Die russische Website CNews berichtete, dass Zoom Video Communications Inc. seinen Partnern bereits am 31. März die Erlaubnis entzogen hat, Lizenzen an den russischen Staatssektor zu verkaufen. Das Unternehmen erläuterte die Gründe nicht. Der Bedeutung der Nachricht zufolge handelte es sich nicht um eine vorübergehende Aussetzung, sondern um eine langfristige, merkt CNews an.

Laut dem Generaldirektor von „Raytheonf“ Andrei Petrenko gelten die Anforderungen nicht nur für das Territorium der Russischen Föderation, sondern auch für alle GUS-Länder. Drei Firmen waren offizielle Verkäufer von Zoom-Lizenzen in Russland: RaittConf, Rokada und auch das internationale Unternehmen Unify Square.

Russische Staatsorgane kauften selten lizenzierte Versionen von Zoom, aber der Dienst wurde aktiv von Unternehmen mit staatlicher Beteiligung genutzt. Zum Beispiel Aeroports, Gazprom und VTB Bank. Auch Universitäten und Museen nutzten Zoom aktiv.
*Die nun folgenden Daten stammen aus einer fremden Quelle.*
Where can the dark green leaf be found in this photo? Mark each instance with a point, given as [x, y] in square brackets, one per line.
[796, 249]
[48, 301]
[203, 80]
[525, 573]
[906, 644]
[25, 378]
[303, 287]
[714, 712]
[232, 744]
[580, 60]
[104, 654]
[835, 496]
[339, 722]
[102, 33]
Es ist wichtig zu erwähnen, dass Zoom nicht auf den Märkten arbeitet, die es als giftig betrachtet, weil es den Preis der Aktien an der Börse beeinflussen könnte. Es kann gut sein, dass eine solche Entscheidung des Unternehmens auf die Tatsache zurückzuführen ist, dass die Einnahmen aus dem russischen Markt weniger als 1 % betragen und es für das Unternehmen einfacher ist, einen Teil dieses Marktes zu opfern.